Democratic presidential candidate Kamala Harris wants to fix that. In an ambitious plan released today, Harris outlines how she will hold companies responsible for promoting and paying women fairly.

“For too long, we’ve put the burden entirely on workers to hold corporations accountable for pay discrimination through costly lawsuits that are increasingly difficult to prove,” Harris wrote on her campaign website. “We’ve let corporations hide their wage gaps, but forced women to stand up in court just to get the pay they’ve earned. It’s time to flip the script and finally hold corporations accountable for pay inequality in America.”

U.S. Sen. Kamala Harris (D-CA) speaks to reporters after announcing her candidacy for President of the United States, at Howard University, her alma mater, on January 21, 2019 in Washington, DC.

Calling her plan “the most aggressive equal pay proposal in history,” Harris says it will give companies with 100 or more employees three years to obtain an Equal Pay Certification from the Equal Employment Opportunity Commission (EEOC). Companies with 500 or more employees will have two years to obtain certification.

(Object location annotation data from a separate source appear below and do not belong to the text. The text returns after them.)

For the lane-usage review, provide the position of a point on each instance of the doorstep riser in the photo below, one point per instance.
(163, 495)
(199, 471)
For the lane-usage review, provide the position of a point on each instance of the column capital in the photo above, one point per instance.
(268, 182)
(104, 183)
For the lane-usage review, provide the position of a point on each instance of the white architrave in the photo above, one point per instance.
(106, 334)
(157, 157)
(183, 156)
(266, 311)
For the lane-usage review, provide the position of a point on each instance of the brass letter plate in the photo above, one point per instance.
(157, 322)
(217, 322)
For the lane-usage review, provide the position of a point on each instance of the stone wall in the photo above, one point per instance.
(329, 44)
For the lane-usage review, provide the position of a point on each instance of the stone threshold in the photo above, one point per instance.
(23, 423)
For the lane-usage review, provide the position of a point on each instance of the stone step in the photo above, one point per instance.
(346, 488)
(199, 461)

To receive this certification, Harris says companies will have to prove that they have eliminated all pay disparities between men and women who are doing equal work. If a pay gap does exist, then companies will have to demonstrate that it exists based on merit, performance or seniority, and not gender.

Any company that fails to meet the qualifications for an Equal Pay Certification will be fined 1% of their profit for every 1% wage gap they allow to persist in their workplace.

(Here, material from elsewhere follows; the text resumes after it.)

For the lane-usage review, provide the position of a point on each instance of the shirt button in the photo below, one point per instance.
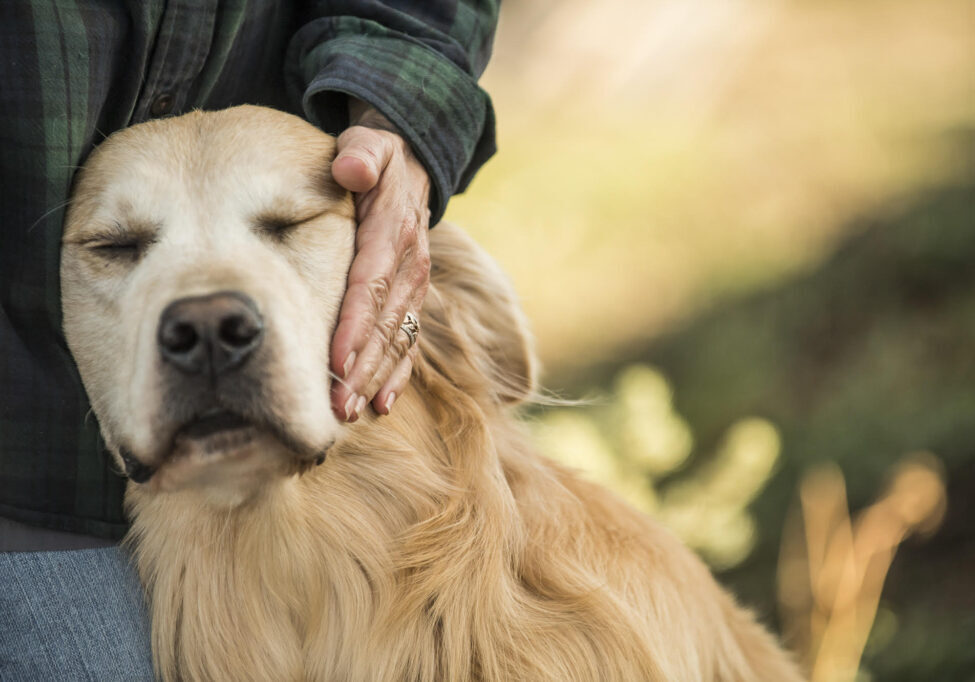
(162, 105)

Additionally, under Harris’s plan, companies would be required to report statistics on the number of women in leadership positions and the number of women who are top-earners at the company. In addition to gender, companies will also be required to collect and release data about how their employees are paid by race and ethnicity.

Beyond addressing the pay gap women face in the workplace, Harris also plans to address the paid leave dilemma that many women face when it comes to caring for a new child or sick family member.

“We must address the systemic inequalities that drive the pay gap, including the wage penalty women pay when caring for a new child or a sick parent,” her campaign site says. “On average, women receive a 4% pay cut for each child they have, compared to men who receive a 6% pay increase. The lack of paid leave — for women and men — is a major driver of the wage penalty.”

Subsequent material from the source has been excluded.